Brandon D. Anderson, 39, is the founder of Raheem AI, a police abolition nonprofit that created an app to replace law enforcement officers with average citizens.
Brandon D. Anderson, 39, who founded an app intended to replace law enforcement officers with average citizens called Raheem AI, is alleged to have spent at least $250,000 on lavish goods in 2021 which were not approved by the organization, the New York Times reported.
After employees had gone unpaid, they were left with a dilemma: notify law enforcement about the founder of their company - which has a goal of abolishing the police - or handle it internally. They ultimately decided to contact the District of Columbia's attorney general after realizing their wages were not going to be recovered due to Anderson allegedly funneling the money to himself. The DC attorney general is now considering launching a criminal probe into the founder's fraud allegations.
Brandon Anderson. Photo credit: Facebook
Anderson committed "the perfect crime," claimed Nancy Mariano, a former software engineer at the nonprofit, who explained that she was skeptical about the company notifying police because Anderson "is a black person" and "the way that police treat masculine-presenting black people is terrible."
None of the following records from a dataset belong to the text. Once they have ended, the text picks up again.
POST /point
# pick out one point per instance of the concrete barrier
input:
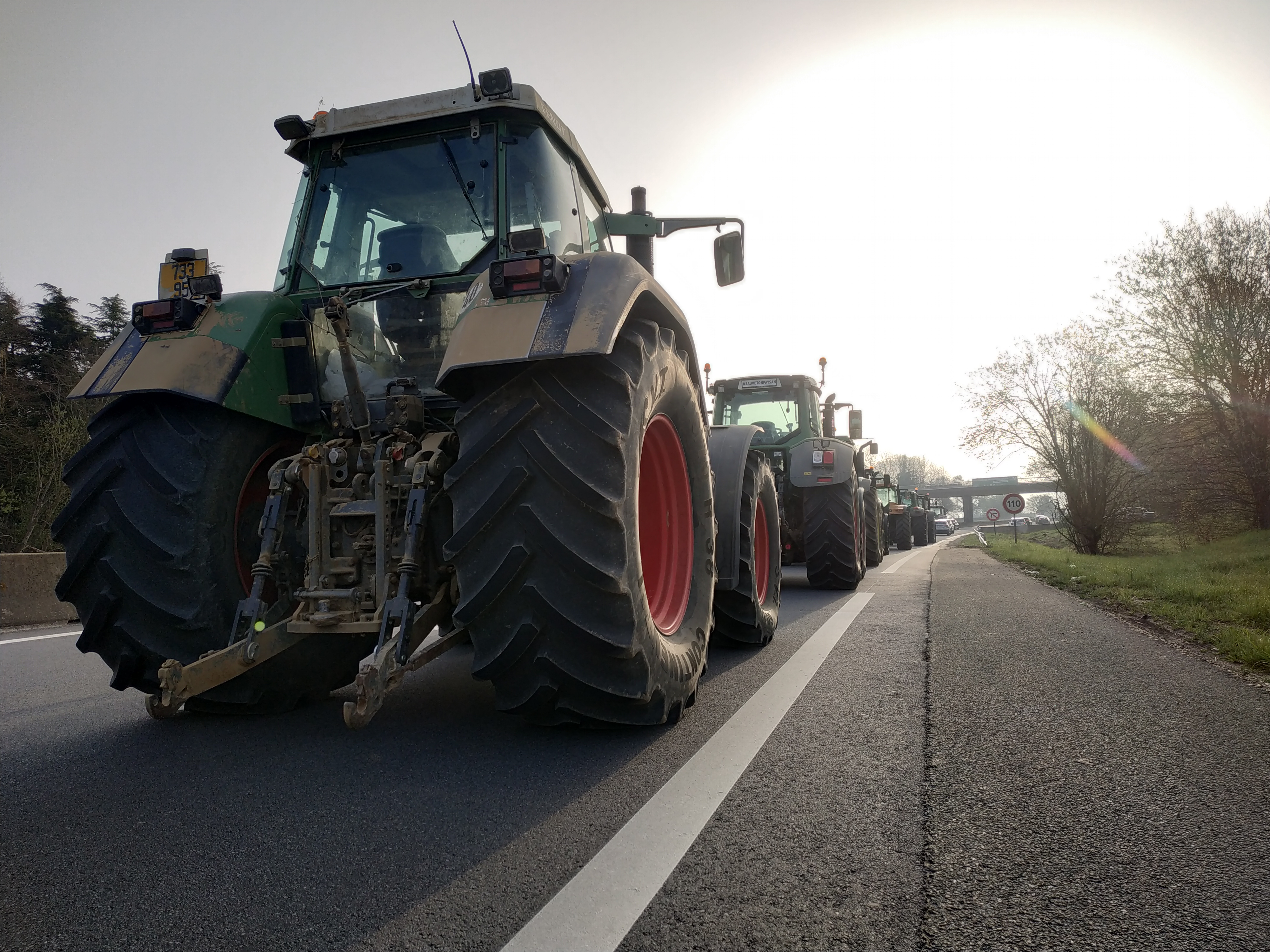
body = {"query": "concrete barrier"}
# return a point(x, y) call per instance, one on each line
point(27, 582)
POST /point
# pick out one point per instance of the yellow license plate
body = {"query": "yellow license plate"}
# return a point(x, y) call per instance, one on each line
point(175, 277)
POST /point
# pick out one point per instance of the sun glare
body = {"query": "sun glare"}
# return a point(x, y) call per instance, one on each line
point(914, 206)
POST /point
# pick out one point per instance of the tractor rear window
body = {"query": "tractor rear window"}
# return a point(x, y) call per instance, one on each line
point(775, 414)
point(540, 192)
point(407, 209)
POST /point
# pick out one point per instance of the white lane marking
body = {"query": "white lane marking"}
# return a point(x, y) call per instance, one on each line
point(892, 568)
point(598, 908)
point(40, 638)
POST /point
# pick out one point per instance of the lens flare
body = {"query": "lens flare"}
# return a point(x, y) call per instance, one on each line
point(1103, 435)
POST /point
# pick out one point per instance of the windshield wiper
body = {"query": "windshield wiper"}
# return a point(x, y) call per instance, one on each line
point(463, 186)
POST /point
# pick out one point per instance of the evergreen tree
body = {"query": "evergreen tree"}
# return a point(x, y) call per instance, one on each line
point(112, 317)
point(62, 343)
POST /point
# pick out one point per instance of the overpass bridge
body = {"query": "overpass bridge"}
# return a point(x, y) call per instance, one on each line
point(970, 493)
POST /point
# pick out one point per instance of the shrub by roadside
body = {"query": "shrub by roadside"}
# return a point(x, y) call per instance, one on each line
point(1219, 593)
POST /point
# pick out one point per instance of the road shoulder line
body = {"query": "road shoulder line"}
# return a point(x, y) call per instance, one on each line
point(603, 902)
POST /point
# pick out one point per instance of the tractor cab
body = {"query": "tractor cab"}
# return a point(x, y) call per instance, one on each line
point(411, 201)
point(887, 493)
point(787, 409)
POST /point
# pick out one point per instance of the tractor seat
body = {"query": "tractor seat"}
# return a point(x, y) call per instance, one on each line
point(770, 432)
point(418, 249)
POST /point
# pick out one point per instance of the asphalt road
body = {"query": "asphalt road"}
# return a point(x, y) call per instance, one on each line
point(446, 826)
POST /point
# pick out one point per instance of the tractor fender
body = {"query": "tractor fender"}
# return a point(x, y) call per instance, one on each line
point(730, 449)
point(604, 291)
point(229, 357)
point(803, 473)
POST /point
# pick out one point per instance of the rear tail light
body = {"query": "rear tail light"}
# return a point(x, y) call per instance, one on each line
point(528, 276)
point(171, 314)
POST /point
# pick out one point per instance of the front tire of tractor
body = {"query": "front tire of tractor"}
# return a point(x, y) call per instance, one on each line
point(905, 531)
point(830, 538)
point(874, 530)
point(747, 615)
point(920, 527)
point(163, 517)
point(585, 534)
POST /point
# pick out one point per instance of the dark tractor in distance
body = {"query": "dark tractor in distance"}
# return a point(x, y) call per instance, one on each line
point(910, 520)
point(825, 502)
point(459, 416)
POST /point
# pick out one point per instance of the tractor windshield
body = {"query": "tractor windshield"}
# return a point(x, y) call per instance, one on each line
point(407, 209)
point(777, 413)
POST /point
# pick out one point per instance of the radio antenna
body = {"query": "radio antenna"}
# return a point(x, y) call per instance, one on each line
point(472, 77)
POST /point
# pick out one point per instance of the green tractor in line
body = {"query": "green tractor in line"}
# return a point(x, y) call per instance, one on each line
point(911, 519)
point(830, 515)
point(459, 416)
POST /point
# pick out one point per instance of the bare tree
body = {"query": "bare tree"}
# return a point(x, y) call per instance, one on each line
point(1070, 399)
point(1194, 305)
point(911, 472)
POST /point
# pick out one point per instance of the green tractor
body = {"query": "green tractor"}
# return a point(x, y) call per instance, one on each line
point(888, 499)
point(459, 416)
point(911, 520)
point(830, 515)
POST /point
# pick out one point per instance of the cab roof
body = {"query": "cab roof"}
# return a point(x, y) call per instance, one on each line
point(446, 102)
point(782, 383)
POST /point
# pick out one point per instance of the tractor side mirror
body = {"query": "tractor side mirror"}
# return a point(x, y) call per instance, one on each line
point(730, 258)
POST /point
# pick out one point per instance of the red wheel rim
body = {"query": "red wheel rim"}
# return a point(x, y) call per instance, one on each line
point(763, 553)
point(665, 525)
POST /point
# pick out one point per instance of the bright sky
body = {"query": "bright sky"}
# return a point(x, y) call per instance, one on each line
point(921, 182)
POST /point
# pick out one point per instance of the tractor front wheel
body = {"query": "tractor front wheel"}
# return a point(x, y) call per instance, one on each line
point(905, 531)
point(830, 535)
point(161, 534)
point(747, 614)
point(874, 530)
point(920, 529)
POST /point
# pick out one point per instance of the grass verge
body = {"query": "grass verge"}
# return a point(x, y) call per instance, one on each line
point(1219, 593)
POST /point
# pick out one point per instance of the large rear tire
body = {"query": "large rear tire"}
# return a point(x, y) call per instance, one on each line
point(747, 615)
point(585, 534)
point(830, 536)
point(161, 534)
point(874, 530)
"Even if Brandon committed a crime, I don't want Brandon to die, so I don't want to put Brandon in that position," said Mariano. However, not all employees felt the same.
Jasmine Banks, 38, the company's deputy director who uncovered Anderson's lavish spending habits, was the one to notify law enforcement, telling the New York Times that she has "no" guilt for contacting the police.
Banks, who has worked for multiple liberal nonprofits, discovered that Anderson spent $80,000 on vacations around the world. He stayed at mansions, including a luxurious resort in Cancun, Mexico. The founder posted about his audacious spending on Facebook and uploaded a photo of himself by a pool along with the caption, "Cancun."
Brandon Anderson. Photo credit: Facebook
Brandon Anderson. Photo credit: Facebook
Anderson spent upwards of $11,000 of charity money on designer clothing in 2021, according to business records viewed by the outlet, which show a $2,000 transaction at Bloomingdales and a $2,800 transaction at Bottega Veneta, a luxury Italian store. Other purchases he made were from designer stores that included Alexander McQueen, Farfetch, and Saks.
Anderson marked each clothing purchase as an "executive director clothing allowance." Banks said that board members never approved this.
She explained that she was first alerted to Anderson's spending habits after noticing a $1,536 credit card bill. Banks investigated the purchase and that's when she discovered additional unapproved expenses. Banks contacted the nonprofit's board members and said there were "confidential issues" that required "immediate attention."
Board members told the NYT that "not in a million years" would they have approved these expenses from Anderson, especially the clothing allowance since employees work from home. Anderson also spent $46,000 on Uber and Lyft, per the company records reviewed by the paper.
Employees reported that Anderson was becoming increasingly absent from work as his spending increased. They said the Raheem AI app they were developing was failing, and when employees asked the founder for guidance, he deflected responsibility and said that's "why he hired smart people."
The board members have since placed Anderson on administrative leave and donors pulled funding, which resulted in the nonprofit going defunct.
Raheem AI was launched in 2017 with the mission to abolish police and create an alternative network of "liberated dispatchers" that consisted of social workers, medics, and psychologists responding to 911 calls instead of local police and department dispatchers. Anderson, a gay US Army veteran, founded the anti-police organization after his late fiancee, Raheem, was reportedly killed by an abusive cop. The endeavor raised at least $4.4 million in donations.
Anderson denied the accusations made against him, telling the NYT in a statement that some of the allegations were "rife with untruths."